Resulta significativo y penoso a la vez, señor presidente de la Conferencia Episcopal, que, una vez más, en ese discurso que al inicio de mi carta le mencionaba, vuelva a intentar que los Gobiernos democráticos se plieguen a sus directrices, como corresponde a un poder fáctico. Es significativo y penoso, digo, que lejos de poner el acento en la austeridad interna de la Iglesia que preside, quiera influir en el Gobierno porque tema que no aproveche su mayoría absoluta para cambiar la legislación sobre el aborto o poner fin al reconocimiento legal de los matrimonios entre homosexuales, como si toda la sociedad española fuese creyente de su Iglesia. Esos tiempos, por cierto y por suerte, ya pasaron al finalizar la dictadura que ustedes apoyaron. Y lo que está demostrando usted y la Conferencia Episcopal española con esta actitud de exigencia es que vive instalada en una situación de privilegio impropia de un Estado no confesional, contraria a la Iglesia de los pobres y cada vez más alejada del proyecto liberador de ese maestro al que llaman Jesús de Nazaret. Llego a pensar, señor cardenal, que la Iglesia que usted representa es más una fuerza de fragmentación que de unión entre los españoles, pues ateniéndome a las palabras y a la intención de su discurso, me atrevo a concluir que la jerarquía de la Iglesia católica española nunca creyó en los valores de la soberanía popular, el fortalecimiento de la sociedad civil y de las libertades democráticas que representa la Constitución de 1978.

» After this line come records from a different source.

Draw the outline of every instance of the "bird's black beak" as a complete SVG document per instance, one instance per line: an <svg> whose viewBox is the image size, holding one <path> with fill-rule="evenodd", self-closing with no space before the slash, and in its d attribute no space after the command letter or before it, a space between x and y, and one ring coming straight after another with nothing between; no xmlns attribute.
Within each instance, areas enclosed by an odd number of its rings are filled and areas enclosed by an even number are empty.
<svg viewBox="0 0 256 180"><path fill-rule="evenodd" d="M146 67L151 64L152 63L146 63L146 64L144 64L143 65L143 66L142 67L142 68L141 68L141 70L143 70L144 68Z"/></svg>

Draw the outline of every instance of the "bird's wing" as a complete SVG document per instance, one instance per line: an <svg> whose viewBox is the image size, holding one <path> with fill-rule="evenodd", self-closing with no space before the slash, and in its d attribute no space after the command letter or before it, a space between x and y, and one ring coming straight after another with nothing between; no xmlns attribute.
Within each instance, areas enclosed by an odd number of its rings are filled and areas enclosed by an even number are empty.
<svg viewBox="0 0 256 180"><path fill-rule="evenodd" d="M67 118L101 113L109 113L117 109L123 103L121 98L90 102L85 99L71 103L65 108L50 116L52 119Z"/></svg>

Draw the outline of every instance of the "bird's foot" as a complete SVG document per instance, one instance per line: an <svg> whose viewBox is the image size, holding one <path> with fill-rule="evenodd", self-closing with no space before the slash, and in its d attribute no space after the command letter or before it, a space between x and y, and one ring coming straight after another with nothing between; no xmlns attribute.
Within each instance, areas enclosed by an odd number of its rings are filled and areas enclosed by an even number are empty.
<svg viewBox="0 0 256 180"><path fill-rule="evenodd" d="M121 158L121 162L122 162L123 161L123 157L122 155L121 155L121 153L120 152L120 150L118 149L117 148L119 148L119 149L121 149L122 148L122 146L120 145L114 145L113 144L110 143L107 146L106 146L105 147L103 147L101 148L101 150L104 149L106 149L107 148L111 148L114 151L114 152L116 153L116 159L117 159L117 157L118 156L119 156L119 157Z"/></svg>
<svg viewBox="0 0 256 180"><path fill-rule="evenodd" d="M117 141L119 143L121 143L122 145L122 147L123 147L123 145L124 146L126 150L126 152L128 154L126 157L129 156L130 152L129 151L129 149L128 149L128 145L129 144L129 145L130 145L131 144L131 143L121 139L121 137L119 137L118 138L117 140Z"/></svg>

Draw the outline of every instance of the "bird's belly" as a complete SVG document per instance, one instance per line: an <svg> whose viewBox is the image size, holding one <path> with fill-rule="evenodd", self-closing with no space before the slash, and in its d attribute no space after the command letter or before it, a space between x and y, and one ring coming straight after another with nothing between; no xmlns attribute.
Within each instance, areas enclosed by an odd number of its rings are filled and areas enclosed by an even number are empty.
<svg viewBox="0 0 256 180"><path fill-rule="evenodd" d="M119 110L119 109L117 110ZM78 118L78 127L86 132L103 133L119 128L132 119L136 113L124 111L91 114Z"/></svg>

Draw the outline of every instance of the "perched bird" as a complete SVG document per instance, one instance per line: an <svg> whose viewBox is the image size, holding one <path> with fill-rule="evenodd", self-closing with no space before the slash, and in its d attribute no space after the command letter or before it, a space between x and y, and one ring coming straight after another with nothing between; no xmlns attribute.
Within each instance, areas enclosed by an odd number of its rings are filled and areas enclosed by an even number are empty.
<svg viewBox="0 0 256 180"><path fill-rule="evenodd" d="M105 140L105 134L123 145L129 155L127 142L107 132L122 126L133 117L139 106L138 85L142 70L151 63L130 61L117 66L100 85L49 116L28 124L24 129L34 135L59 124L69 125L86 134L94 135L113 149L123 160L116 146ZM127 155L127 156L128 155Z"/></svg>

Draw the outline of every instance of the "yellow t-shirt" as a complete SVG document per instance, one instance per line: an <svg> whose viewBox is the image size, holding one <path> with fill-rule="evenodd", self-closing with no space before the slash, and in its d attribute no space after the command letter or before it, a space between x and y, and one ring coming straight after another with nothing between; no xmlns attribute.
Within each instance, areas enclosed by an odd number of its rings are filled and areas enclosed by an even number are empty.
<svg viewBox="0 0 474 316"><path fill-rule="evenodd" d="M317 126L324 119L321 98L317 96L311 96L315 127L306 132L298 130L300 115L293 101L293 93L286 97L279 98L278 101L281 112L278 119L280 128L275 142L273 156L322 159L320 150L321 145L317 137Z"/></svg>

Y concluyo mis reflexiones, señor cardenal, con el ánimo sincero de un ciudadano laico cuyos intereses son simple y llanamente temporales: A los ojos de muchos, ustedes los obispos, los jerarcas (así se autoproclaman), acostumbrados a parafernalias múltiples, a lujosas y pomposas ceremonias, tan necesitados de contar dineros y acumular riquezas, han perdido la perspectiva de los orígenes de su fundador. Contra esa jerarquía, que atiza siempre enarbolando dogmas e ignorando la realidad, tan acomodaticia y cortesana, tan neoescolástica, que se limita a transmitir lo que desde arriba se considera conveniente (siempre hay un arriba: Dios, el espíritu, la palabra del Papa…), se alzan hoy muchos creyentes de base, esos creyentes de fe libre (no es bueno que existan una fe y una teología maniatadas), que buscan y quieren una iglesia de los pobres, comprometida con los pobres y que viva en su propia carne la pobreza. Solía decirse, en un lejano pasado, que la teología era la emperatriz de las ciencias, pero no cabe ciencia sin búsqueda, sin riesgo, sin compromiso. Todo lo contario de lo que han hecho ustedes con le fe y la teología y el mensaje y ejemplo de Jesús: a las dos primeras (fe y teología) las han petrificado, y el mensaje y ejemplo de Jesús lo han abandonado, cuando no traicionado.